China’s two smaller telcos, China Telecom and China Unicom, are reportedly urging the telecoms regulator to quickly give them new 4G licenses as they find themselves in the uncomfortable position of rapidly losing market share to dominant carrier China Mobile.
The development looks a bit worrisome from a broader market perspective, as it appears to show that three years of steady gains by the two smaller companies in the 3G era could quickly be reversed if the regulator doesn’t act soon, stifling competition and hurting consumers as China Mobile re-emerges as the nation’s overwhelmingly dominant player.
The situation looks the most worrisome for China Telecom, the smallest of the three mobile carriers, which has just reported its sixth consecutive month of declines in total subscribers. The company lost nearly one million subscribers in May, and has lost 4.4 million subscribers so far this year — more than 2 percent of its total at the beginning of the year. China Unicom’s situation looks a little better, though both companies are clearly losing share to China Mobile.
Industry watchers will know that 4G lies at the heart of this issue, along with China Mobile’s deep pockets for spending on promotion of its new 4G service. China Mobile got a head start on its two rivals in 4G, receiving a license to launch service last December using a homegrown technology called TD-LTE.
Because China Mobile had been aggressively building a trial 4G network over the previous two years, it could launch its service almost immediately after receiving the license and has been quickly adding subscribers since then through aggressive promotion.
At the end of May, China Mobile already had more than eight million 4G subscribers, and recently announced an aggressive target of signing up 50 million subscribers by the end of this year. Many of those 4G subscribers may be current China Mobile users who upgrade from 2G and 3G service, but the latest data show that many of the new subscribers are also likely to come from China Telecom and Unicom, which still have yet to get permission to build their own 4G networks.

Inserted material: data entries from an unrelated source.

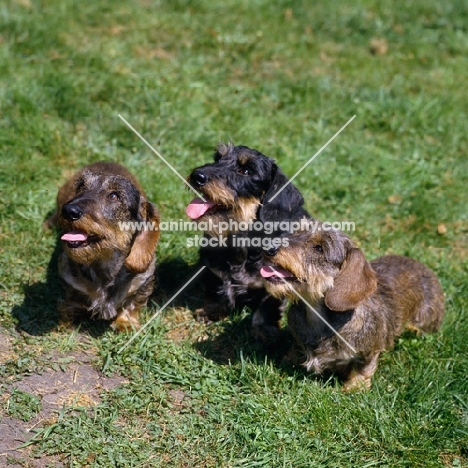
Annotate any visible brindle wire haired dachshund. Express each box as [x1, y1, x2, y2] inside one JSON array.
[[48, 161, 160, 332], [186, 142, 312, 341], [261, 224, 444, 391]]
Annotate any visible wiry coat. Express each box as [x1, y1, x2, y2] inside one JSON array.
[[187, 143, 311, 340], [262, 225, 444, 390], [52, 162, 160, 331]]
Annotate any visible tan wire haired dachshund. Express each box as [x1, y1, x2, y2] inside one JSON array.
[[48, 161, 160, 332], [261, 223, 444, 391]]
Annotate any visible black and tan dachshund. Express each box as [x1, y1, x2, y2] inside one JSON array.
[[187, 142, 312, 341]]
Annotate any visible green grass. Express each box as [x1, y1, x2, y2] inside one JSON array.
[[1, 0, 467, 466]]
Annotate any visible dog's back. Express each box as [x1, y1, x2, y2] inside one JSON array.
[[371, 255, 444, 333]]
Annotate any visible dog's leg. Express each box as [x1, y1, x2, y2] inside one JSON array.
[[342, 353, 380, 392], [111, 308, 141, 332], [251, 295, 285, 342], [194, 270, 231, 323], [111, 275, 155, 332], [195, 301, 231, 324], [58, 289, 90, 327], [405, 323, 424, 335]]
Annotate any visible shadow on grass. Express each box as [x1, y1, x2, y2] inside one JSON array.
[[11, 237, 62, 336], [152, 259, 308, 374], [11, 232, 205, 337], [193, 313, 289, 363], [192, 312, 339, 387], [152, 258, 302, 372], [151, 257, 206, 310], [11, 235, 109, 338]]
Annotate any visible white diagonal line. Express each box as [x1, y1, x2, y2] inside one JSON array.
[[267, 115, 356, 203], [272, 268, 357, 354], [118, 114, 207, 202], [118, 266, 206, 353]]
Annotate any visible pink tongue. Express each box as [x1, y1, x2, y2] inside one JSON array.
[[186, 197, 216, 220], [61, 231, 88, 242], [260, 266, 294, 278]]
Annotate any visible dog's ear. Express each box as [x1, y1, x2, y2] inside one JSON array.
[[125, 198, 160, 274], [325, 248, 377, 312], [258, 164, 305, 223]]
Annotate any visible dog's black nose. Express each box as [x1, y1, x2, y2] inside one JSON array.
[[61, 203, 83, 221], [191, 170, 208, 187], [265, 245, 279, 256]]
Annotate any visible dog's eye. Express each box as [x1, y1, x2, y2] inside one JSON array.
[[76, 181, 85, 193], [107, 192, 120, 201], [313, 245, 323, 253], [238, 167, 250, 176]]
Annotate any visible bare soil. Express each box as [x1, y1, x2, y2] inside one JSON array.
[[0, 327, 126, 467]]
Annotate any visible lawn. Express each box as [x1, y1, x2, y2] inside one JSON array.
[[0, 0, 467, 466]]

Both China Telecom and Unicom are waiting for the regulator to give them licenses to build networks using a technology called FDD-LTE, which is widely used in most countries outside China. The Ministry of Industry and Information Technology gave China Mobile its 4G license early to give it a head start due to its use of homegrown technology. But that head start, combined with China Mobile’s deep resources, is now starting to look unnecessary and is undermining the two smaller companies.

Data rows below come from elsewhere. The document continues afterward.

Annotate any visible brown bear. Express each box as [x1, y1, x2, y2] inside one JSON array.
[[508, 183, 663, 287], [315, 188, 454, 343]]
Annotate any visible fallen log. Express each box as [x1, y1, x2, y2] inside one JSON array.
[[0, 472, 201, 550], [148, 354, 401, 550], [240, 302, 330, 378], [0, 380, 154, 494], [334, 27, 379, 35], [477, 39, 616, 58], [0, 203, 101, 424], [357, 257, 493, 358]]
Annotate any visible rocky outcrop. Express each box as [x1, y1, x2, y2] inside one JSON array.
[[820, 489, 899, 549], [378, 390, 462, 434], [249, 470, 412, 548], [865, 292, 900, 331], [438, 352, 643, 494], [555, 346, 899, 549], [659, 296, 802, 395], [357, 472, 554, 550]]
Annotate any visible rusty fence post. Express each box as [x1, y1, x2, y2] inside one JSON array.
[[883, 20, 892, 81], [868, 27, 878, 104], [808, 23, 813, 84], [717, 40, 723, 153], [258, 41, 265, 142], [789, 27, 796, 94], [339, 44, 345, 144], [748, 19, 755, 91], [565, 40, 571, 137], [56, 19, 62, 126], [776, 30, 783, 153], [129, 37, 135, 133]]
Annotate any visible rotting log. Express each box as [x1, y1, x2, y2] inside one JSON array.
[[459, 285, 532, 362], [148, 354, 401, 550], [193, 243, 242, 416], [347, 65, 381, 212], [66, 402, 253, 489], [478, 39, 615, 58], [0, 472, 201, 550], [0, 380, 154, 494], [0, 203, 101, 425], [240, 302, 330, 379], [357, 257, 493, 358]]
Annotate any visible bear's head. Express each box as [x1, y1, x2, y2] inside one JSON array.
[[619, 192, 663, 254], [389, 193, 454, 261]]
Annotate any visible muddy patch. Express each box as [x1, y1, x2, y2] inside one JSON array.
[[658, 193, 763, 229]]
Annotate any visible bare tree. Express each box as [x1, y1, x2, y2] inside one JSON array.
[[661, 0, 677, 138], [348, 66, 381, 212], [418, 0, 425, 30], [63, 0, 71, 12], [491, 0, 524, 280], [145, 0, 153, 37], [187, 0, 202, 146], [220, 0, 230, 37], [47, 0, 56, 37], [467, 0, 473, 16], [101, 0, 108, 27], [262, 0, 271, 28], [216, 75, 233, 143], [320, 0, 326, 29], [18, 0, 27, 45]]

Both Unicom and China Telecom have been steadily urging the MIIT to award FDD-LTE licenses, and previous reports had indicated that the awards might come last month. But true to form, the slow-moving and extremely cautious ministry failed to issue the licenses in May, meaning the two smaller telcos are now a full six months behind China Mobile and are still waiting.
Even if the MIIT awarded licenses tomorrow, China Mobile’s actual head-start in 4G would still be closer to a full year rather than just six months. That’s because whereas China Mobile could instantly launch service after getting its license, Unicom and China Telecom will have to do a bit of building and probably won’t be able to launch their 4G service until around the end of this year at the earliest.
Shares of both Unicom and China Telecom have come under pressure in the last month as they wait for 4G, and both could be looking at more downside until they finally get their licenses and can start to seriously counter China Mobile’s threat.
Bottom line: China Telecom and Unicom are likely to see their business erode and shares come under pressure until they receive FDD-LTE 4G licenses and launch 4G service.
The writer is a commentator on China company news and an associate professor in journalism.